Inhibitor of DNA binding 1 activates vascular endothelial growth factor through enhancing the stability and activity of hypoxia-inducible factor-1α

Inhibitor of DNA binding 1 (Id-1) has been implicated in tumor angiogenesis by regulating the expression of vascular endothelial growth factor (VEGF), but its molecular mechanism has not been fully understood. Here, we show the cross talk between Id-1 and hypoxia-inducible factor-1 alpha (HIF-1 alpha), that Id-1 induces VEGF by enhancing the stability and activity of HIF-1 alpha, in human endothelial and breast cancer cells. Although both the transcript and proteins levels of VEGF were induced by Id-1, only the protein expression of HIF-1 alpha was induced without transcriptional changes in both human umbilical endothelial cells and MCF7 breast cancer cells. Such induction of the HIF-1 alpha protein did not require de novo protein synthesis but was dependent on the active extracellular response kinase (ERK) pathway.
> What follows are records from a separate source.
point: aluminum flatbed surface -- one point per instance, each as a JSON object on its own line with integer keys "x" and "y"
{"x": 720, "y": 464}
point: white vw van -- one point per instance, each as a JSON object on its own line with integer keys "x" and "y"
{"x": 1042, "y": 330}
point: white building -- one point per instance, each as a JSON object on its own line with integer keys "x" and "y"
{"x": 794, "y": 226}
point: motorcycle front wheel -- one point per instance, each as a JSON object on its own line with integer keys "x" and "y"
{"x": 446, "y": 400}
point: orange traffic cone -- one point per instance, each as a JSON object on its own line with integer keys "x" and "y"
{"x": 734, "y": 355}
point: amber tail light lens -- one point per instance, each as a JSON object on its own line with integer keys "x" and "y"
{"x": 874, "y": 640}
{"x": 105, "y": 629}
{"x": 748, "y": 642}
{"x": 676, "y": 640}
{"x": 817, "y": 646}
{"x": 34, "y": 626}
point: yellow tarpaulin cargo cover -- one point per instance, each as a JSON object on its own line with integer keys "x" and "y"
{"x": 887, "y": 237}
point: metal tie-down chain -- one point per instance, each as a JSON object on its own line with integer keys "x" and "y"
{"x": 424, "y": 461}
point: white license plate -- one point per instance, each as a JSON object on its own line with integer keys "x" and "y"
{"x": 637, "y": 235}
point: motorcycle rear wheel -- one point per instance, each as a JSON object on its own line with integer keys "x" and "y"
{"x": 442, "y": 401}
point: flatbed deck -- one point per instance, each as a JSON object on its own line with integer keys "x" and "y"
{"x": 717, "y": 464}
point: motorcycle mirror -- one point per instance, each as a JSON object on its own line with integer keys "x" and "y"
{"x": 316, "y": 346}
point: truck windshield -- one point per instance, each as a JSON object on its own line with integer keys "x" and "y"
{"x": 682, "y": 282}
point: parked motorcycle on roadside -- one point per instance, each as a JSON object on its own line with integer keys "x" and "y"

In addition, stability of the HIF-1 alpha protein was enhanced in part by the reduced association of the HIF-1 alpha protein with von Hippel-Lindau protein in the presence of Id-1. Furthermore, Id-1 enhanced nuclear translocation and the transcriptional activity of HIF-1 alpha. Transcriptional activation of HIF-1-dependent promoters was dependent on the active ERK pathway, and the association of HIF-1 alpha protein with cyclic AMP-responsive element binding protein was enhanced by Id-1. Finally, Id-1 induced tube formation in human umbilical endothelial cells, which also required active ERK signaling. In conclusion, we provide the molecular mechanism of the cross talk between HIF-1 alpha and Id-1, which may play a critical role in tumor angiogenesis.